Typically, in non-secure computing environments, the baseline hash values maintained by Integrity Policy Module 210 may be stored in PC 100's main memory, which is susceptible to tampering and attack from rogue software. The security features of LT platforms, however, facilitate a significantly higher degree of security in various embodiments of the present invention. Specifically, LT includes Trusted Platform Modules (“TPMs”) defined by the Trusted Computing Group (“TCG”) (Main Specification, Version 1.1a, published September 2001) that enable embodiments of the present invention to securely store the hash values of Guest Software 150. A TPM comprises processor-embedded hardware on PC 100 that includes platform configuration registers (“PCRs”) and secure cryptographic functions. Although the following description assumes the use of a TPM having specific security features, embodiments of the present invention are not so limited. Instead, other trusted hardware modules (similar to TPMs) may be implemented on various secure computing platforms and provide some, all or more features than the TPMs described herein. It will be readily apparent to those of ordinary skill in the art that embodiments of the present invention may also be modified for use with all such other trusted hardware modules.

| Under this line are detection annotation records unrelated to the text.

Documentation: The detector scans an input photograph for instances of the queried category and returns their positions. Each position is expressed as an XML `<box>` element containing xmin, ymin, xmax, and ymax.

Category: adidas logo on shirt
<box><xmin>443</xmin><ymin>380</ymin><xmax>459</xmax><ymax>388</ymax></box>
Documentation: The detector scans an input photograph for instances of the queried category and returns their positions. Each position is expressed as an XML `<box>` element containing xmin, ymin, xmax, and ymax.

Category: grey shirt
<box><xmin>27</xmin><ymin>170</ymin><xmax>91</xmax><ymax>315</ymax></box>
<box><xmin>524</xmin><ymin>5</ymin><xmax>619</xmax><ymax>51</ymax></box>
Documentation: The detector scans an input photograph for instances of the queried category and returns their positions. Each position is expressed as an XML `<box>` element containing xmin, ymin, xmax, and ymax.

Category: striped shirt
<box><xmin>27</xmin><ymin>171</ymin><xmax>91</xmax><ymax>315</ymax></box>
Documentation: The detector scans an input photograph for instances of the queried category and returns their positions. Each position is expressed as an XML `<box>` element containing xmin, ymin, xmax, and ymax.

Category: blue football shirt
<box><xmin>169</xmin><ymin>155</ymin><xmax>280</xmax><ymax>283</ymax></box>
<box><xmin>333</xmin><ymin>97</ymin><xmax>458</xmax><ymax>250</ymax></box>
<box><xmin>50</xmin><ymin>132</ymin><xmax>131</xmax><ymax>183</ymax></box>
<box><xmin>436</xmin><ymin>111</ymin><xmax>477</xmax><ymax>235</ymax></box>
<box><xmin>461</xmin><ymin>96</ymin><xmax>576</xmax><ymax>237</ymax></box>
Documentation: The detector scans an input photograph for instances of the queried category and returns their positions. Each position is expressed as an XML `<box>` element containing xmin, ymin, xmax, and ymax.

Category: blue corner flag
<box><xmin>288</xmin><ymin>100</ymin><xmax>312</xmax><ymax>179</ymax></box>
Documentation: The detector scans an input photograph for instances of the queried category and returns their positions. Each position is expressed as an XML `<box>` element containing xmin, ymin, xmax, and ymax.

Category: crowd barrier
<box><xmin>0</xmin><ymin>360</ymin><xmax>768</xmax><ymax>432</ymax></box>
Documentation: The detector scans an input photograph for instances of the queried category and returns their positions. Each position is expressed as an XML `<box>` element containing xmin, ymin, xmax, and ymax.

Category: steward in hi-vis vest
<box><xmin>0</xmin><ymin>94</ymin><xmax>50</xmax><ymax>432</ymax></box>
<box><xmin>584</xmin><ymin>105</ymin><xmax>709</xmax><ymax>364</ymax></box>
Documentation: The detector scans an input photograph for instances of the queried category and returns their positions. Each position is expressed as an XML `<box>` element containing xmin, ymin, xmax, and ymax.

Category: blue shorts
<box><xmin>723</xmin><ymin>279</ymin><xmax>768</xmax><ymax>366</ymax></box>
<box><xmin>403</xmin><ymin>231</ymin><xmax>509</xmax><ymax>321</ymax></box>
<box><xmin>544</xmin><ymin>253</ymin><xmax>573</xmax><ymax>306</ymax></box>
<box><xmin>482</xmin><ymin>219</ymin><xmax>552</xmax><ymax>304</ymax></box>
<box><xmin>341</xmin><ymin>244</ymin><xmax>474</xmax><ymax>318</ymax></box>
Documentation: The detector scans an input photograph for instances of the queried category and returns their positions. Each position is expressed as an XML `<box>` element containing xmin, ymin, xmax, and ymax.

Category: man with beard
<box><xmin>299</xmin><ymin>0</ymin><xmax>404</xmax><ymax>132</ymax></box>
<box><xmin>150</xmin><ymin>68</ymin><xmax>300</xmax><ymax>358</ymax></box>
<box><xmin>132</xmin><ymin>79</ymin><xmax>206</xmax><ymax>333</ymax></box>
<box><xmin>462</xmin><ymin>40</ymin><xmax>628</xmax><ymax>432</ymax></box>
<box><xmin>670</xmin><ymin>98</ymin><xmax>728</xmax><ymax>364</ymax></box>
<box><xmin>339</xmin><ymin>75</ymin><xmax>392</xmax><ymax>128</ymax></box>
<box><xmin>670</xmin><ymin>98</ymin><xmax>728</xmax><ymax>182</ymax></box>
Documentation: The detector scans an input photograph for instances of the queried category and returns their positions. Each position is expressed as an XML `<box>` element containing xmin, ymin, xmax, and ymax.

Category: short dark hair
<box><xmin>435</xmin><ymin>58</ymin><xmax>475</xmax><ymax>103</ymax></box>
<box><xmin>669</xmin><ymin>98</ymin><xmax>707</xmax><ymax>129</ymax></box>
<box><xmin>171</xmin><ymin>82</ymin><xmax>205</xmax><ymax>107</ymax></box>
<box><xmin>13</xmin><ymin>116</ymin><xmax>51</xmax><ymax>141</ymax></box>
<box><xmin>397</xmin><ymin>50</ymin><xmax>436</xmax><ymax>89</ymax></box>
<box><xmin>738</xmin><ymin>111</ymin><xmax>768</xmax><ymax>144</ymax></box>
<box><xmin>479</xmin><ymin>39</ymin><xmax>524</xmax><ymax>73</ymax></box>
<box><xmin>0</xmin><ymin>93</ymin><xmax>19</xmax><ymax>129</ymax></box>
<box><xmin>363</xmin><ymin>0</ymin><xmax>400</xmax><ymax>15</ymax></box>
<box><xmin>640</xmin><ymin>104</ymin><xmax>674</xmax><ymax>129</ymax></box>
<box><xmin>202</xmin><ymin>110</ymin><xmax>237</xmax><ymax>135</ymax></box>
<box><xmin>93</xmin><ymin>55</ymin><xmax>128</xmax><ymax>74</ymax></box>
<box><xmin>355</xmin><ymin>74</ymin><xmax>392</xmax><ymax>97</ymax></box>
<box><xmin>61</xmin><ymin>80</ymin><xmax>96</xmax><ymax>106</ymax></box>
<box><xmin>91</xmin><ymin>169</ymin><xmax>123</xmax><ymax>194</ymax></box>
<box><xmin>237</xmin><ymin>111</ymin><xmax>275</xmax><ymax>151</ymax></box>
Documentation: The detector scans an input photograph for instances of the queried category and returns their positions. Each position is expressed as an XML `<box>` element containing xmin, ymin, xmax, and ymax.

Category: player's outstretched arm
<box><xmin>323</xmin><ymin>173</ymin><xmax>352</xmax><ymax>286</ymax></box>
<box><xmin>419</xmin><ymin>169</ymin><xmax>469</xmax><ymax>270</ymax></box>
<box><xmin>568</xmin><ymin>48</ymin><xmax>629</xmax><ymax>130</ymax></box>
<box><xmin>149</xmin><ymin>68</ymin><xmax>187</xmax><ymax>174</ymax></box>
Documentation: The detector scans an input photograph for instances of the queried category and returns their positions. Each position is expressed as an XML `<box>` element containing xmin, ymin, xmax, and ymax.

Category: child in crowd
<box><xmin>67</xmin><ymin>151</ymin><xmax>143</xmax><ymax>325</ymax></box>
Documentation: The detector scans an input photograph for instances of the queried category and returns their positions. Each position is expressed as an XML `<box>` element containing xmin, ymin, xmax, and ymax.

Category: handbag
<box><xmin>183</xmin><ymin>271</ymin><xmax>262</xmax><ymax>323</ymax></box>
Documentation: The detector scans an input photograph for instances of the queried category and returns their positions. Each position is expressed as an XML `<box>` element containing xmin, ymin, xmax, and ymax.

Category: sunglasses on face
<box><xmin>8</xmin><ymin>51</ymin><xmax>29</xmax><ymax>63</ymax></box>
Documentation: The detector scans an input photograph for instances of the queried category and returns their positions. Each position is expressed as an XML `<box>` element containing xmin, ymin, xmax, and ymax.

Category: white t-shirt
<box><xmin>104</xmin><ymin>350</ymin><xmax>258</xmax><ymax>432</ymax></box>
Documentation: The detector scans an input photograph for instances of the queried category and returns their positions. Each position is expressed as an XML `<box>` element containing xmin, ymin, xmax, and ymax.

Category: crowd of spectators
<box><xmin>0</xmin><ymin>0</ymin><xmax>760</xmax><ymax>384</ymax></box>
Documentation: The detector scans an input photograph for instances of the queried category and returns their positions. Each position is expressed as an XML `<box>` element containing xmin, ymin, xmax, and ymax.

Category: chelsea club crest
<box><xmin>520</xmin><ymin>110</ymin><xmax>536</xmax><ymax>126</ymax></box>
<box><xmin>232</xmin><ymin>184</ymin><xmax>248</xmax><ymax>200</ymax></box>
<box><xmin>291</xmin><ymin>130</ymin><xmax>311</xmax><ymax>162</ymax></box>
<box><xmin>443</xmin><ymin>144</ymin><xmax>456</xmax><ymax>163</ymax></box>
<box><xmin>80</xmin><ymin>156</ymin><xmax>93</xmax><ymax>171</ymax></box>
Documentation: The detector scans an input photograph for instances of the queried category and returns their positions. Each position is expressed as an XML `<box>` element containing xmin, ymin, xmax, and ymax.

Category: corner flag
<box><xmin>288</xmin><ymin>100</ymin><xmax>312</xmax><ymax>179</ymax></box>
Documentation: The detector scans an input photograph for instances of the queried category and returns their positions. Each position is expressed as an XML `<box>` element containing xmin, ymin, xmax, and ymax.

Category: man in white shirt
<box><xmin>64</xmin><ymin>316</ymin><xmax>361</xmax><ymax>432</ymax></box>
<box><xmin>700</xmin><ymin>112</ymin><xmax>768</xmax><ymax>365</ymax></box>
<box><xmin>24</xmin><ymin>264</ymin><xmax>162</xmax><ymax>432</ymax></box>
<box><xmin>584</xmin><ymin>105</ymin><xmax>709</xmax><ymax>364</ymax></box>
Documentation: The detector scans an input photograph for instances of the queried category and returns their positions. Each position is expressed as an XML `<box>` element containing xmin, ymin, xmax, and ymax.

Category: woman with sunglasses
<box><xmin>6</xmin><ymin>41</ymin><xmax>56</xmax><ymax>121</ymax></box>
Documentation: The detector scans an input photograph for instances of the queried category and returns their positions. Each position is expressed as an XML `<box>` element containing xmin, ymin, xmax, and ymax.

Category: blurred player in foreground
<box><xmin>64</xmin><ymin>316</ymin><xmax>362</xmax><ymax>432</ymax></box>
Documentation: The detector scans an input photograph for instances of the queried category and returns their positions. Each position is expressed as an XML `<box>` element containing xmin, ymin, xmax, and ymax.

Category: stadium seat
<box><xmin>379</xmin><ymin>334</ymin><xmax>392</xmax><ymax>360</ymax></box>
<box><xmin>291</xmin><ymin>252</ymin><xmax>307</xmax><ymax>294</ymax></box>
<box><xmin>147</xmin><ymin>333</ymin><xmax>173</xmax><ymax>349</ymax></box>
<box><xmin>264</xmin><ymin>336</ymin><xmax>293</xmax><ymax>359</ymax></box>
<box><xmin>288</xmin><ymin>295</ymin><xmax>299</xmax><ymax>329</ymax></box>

The PCRs in the TPM may be used to securely store information. For example, each PCR may securely store baseline values pertaining to a component of Guest Software 150 (e.g., the operating system) and or a set of components (i.e., the hash value representing multiple component baseline values). Integrity Monitor 105 may thereafter utilize the baseline values to monitor Guest Software 150. In one embodiment, since Integrity Monitor 105 may be a software-based application, it may itself be susceptible to attack. To ensure that Integrity Monitor 105 is verified (i.e., uncompromised), according to embodiments of the present invention, the PCRs may also be used to store information (e.g., startup hash values) corresponding to a verified Integrity Monitor 105. When PC 100 is initially booted up, various startup events may occur. In one embodiment, one of these startup processes (e.g., an operating system loader process) may measure a hash value of Integrity Monitor 105 and store the value in a PCR on the TPM. Thereafter, when Integrity Monitor 105 attempts to access other values on the various PCRs in the TPM, the startup hash value of Integrity Monitor 105 may be used to authenticate that Integrity Monitor 105 is verified (i.e., that it has not been tampered with) and thereafter, Integrity Monitor 105 may access the securely stored values.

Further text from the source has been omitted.